Fukushima radiation threats and phoney maps

More on WHERE THE EYES OF THE WORLD ARE FOCUSED ON AT THIS HOUR! Namely, Tokyo Electric’s Fukushima Reactor.

The International Atomic Energy Association is rating the problem there as a ‘six’ on the scale of eight, where Chernobyl was an eight. (I said Chernobyl was a seven yesterday, but I was mistaken. [Update: no, IAEA said it was seven, and the other source was mistaken.)

Some clown had made up a phony map of the potential fallout from a Fukushima meltdown. It’s featured on Snopes, the site that debunks internet falsehoods and urban legends, so what does that tell you.

However, it does sound like there is a serious risk, or a chronic risk, coming from the plant, in that they have to keep the fire hoses running or the fuel rods will melt down.

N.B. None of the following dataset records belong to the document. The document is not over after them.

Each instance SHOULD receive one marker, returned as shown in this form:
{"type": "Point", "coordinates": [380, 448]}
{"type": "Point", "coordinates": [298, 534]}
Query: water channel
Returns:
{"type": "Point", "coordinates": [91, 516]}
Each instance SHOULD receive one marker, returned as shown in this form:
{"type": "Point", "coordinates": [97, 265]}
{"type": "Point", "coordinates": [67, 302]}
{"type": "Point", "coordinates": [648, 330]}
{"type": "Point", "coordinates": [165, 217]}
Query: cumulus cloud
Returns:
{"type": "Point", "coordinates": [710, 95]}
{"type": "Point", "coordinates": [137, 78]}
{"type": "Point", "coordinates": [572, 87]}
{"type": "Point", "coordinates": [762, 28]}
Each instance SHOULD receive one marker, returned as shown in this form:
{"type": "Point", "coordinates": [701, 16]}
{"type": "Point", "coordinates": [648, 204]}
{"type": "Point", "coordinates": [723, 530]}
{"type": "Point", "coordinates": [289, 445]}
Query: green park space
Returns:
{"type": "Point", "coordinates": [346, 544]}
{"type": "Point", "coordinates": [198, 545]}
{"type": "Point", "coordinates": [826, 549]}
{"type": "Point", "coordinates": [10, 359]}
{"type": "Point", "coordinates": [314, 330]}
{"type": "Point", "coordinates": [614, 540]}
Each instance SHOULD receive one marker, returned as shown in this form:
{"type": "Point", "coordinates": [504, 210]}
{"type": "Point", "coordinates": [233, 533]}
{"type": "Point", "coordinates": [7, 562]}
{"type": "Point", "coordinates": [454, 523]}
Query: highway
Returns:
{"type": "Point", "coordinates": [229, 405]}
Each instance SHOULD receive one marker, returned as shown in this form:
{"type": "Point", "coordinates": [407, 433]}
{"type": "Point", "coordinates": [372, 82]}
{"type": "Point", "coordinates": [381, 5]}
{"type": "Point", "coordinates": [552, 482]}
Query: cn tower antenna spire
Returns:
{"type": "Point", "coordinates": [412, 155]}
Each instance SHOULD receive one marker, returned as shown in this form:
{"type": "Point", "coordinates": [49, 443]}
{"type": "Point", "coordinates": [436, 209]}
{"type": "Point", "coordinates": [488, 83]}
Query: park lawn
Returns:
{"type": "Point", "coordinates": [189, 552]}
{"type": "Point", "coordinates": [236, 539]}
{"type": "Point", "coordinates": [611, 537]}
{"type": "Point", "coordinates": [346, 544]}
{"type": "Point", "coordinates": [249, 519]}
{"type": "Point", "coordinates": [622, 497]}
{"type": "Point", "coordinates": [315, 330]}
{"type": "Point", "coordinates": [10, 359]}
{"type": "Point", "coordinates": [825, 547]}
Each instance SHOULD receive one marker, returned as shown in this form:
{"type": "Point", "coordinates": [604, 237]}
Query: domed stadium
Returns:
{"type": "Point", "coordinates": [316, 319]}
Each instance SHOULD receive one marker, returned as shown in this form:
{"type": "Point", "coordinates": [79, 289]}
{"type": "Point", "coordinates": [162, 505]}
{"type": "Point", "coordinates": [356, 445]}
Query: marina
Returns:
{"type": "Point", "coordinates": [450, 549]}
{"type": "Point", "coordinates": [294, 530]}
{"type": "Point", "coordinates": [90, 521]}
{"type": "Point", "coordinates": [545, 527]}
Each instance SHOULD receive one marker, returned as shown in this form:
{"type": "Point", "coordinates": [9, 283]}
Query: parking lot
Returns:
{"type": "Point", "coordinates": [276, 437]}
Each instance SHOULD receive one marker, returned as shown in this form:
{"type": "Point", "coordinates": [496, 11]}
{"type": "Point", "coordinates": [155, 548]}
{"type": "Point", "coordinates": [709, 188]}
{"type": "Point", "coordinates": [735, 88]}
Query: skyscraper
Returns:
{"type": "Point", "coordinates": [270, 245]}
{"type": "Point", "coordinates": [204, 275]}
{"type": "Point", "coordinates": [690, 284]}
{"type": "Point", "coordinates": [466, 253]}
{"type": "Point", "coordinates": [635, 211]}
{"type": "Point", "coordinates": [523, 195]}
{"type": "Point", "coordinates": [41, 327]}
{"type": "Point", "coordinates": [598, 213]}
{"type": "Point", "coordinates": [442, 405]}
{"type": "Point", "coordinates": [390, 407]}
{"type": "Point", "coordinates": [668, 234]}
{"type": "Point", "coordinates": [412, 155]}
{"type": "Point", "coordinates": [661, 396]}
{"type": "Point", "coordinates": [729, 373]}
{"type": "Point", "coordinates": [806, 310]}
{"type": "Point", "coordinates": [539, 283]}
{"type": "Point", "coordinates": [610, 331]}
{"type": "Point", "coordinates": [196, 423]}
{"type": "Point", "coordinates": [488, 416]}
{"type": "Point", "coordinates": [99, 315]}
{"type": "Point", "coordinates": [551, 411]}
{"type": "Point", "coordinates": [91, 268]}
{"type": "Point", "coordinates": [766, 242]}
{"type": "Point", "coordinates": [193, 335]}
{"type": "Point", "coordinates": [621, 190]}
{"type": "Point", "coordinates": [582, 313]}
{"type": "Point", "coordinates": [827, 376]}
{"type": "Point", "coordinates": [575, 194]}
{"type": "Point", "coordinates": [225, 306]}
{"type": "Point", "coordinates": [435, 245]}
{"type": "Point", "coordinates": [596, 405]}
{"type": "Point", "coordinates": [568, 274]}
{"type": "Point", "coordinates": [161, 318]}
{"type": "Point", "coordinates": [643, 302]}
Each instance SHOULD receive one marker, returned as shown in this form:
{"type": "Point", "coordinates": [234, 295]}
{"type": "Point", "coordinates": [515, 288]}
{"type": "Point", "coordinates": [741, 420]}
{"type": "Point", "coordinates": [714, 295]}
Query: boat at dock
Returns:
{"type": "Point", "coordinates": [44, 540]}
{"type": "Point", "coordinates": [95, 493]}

And so that doesn’t sound like “the situation is under control”, or “it’s under control as long as there is seawater”. It sounds like it is under control as long as they can battle the heat and radiation to get the fire hoses in to keep the rods cool. Once the rods aren’t cool, they warm up and that’s where the meltdown occurs.

So this is a real problem. And it happened because of the initial design of the reactor.

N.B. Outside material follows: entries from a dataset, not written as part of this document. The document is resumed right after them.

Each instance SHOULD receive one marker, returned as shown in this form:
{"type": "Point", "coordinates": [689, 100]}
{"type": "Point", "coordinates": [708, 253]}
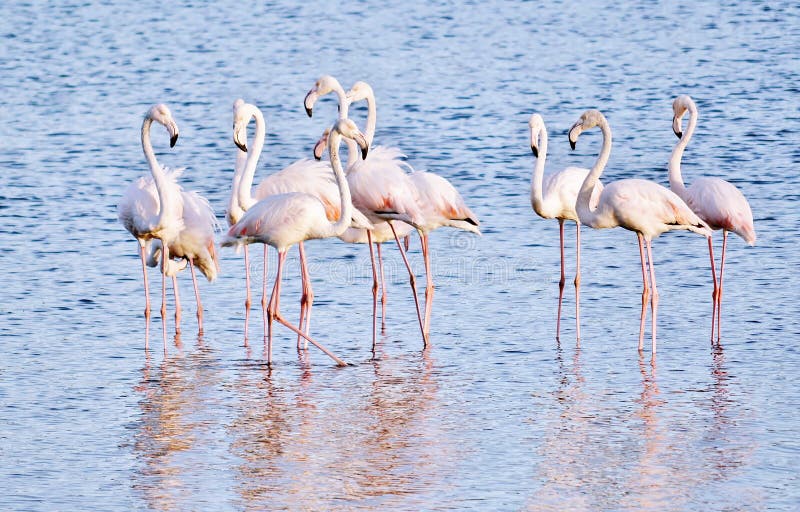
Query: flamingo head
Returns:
{"type": "Point", "coordinates": [587, 121]}
{"type": "Point", "coordinates": [680, 106]}
{"type": "Point", "coordinates": [359, 91]}
{"type": "Point", "coordinates": [242, 114]}
{"type": "Point", "coordinates": [160, 113]}
{"type": "Point", "coordinates": [322, 143]}
{"type": "Point", "coordinates": [325, 85]}
{"type": "Point", "coordinates": [347, 128]}
{"type": "Point", "coordinates": [536, 125]}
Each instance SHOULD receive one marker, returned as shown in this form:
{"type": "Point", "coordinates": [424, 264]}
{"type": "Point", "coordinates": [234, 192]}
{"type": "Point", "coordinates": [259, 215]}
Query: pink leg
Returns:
{"type": "Point", "coordinates": [383, 289]}
{"type": "Point", "coordinates": [374, 290]}
{"type": "Point", "coordinates": [578, 281]}
{"type": "Point", "coordinates": [247, 286]}
{"type": "Point", "coordinates": [274, 312]}
{"type": "Point", "coordinates": [654, 298]}
{"type": "Point", "coordinates": [645, 292]}
{"type": "Point", "coordinates": [146, 285]}
{"type": "Point", "coordinates": [429, 283]}
{"type": "Point", "coordinates": [177, 305]}
{"type": "Point", "coordinates": [719, 291]}
{"type": "Point", "coordinates": [714, 291]}
{"type": "Point", "coordinates": [413, 281]}
{"type": "Point", "coordinates": [562, 281]}
{"type": "Point", "coordinates": [197, 298]}
{"type": "Point", "coordinates": [307, 299]}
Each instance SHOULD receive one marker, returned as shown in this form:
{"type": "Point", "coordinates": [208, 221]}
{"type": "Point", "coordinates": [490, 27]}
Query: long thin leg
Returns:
{"type": "Point", "coordinates": [247, 301]}
{"type": "Point", "coordinates": [719, 291]}
{"type": "Point", "coordinates": [714, 291]}
{"type": "Point", "coordinates": [578, 281]}
{"type": "Point", "coordinates": [645, 292]}
{"type": "Point", "coordinates": [197, 298]}
{"type": "Point", "coordinates": [426, 255]}
{"type": "Point", "coordinates": [654, 298]}
{"type": "Point", "coordinates": [383, 288]}
{"type": "Point", "coordinates": [274, 312]}
{"type": "Point", "coordinates": [374, 290]}
{"type": "Point", "coordinates": [307, 299]}
{"type": "Point", "coordinates": [562, 281]}
{"type": "Point", "coordinates": [146, 285]}
{"type": "Point", "coordinates": [177, 305]}
{"type": "Point", "coordinates": [413, 281]}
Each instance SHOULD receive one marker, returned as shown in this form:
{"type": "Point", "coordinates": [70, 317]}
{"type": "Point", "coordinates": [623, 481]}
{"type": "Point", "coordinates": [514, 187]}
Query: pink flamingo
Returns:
{"type": "Point", "coordinates": [719, 203]}
{"type": "Point", "coordinates": [554, 198]}
{"type": "Point", "coordinates": [637, 205]}
{"type": "Point", "coordinates": [381, 188]}
{"type": "Point", "coordinates": [282, 220]}
{"type": "Point", "coordinates": [304, 175]}
{"type": "Point", "coordinates": [156, 208]}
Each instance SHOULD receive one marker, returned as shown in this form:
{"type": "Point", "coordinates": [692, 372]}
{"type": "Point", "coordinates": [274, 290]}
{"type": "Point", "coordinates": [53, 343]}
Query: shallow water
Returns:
{"type": "Point", "coordinates": [495, 415]}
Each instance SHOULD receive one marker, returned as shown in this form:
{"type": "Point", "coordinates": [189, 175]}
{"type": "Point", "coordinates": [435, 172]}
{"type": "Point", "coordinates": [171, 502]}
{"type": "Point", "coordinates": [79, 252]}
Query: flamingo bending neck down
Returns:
{"type": "Point", "coordinates": [304, 175]}
{"type": "Point", "coordinates": [381, 188]}
{"type": "Point", "coordinates": [181, 223]}
{"type": "Point", "coordinates": [554, 198]}
{"type": "Point", "coordinates": [719, 203]}
{"type": "Point", "coordinates": [285, 219]}
{"type": "Point", "coordinates": [637, 205]}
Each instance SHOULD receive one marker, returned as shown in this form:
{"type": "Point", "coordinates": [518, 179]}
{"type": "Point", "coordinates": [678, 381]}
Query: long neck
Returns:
{"type": "Point", "coordinates": [538, 173]}
{"type": "Point", "coordinates": [164, 205]}
{"type": "Point", "coordinates": [346, 203]}
{"type": "Point", "coordinates": [675, 177]}
{"type": "Point", "coordinates": [235, 211]}
{"type": "Point", "coordinates": [246, 199]}
{"type": "Point", "coordinates": [585, 213]}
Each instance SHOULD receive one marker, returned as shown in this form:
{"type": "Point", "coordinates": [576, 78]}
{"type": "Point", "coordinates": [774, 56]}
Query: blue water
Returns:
{"type": "Point", "coordinates": [495, 415]}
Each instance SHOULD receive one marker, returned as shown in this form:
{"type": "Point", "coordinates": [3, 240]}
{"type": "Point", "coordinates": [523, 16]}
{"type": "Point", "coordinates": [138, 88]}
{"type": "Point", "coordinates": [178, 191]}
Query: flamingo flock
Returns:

Every blogger likes to send you off to their favorable explanatory site, but I like the Christian Science Monitor had to say about it. I don’t remember them having to run fire hoses to Three Mile Island for weeks on end. We still talk about TMI, and the fact that Japan now has its own TMI means that people will be discussing it for some time to come.

Under control is relative in these black swan situations. The government wants everyone to think everything is under control because they don’t want mass panic. Probably everything is, in fact, under control in the sense that there hasn’t been a full-blown meltdown of the whole thing.

But ask yourself: would you be comfortable living in a house where you could see the towers of that plant off in the distance? No, right? Maybe even on a good day, never mind a crisis.

There are 55 of these all over Japan.

“Hey, no worries!” I don’t think so. I think it’s an issue that the Japanese are going to be addressing for the next 10 or 20 years.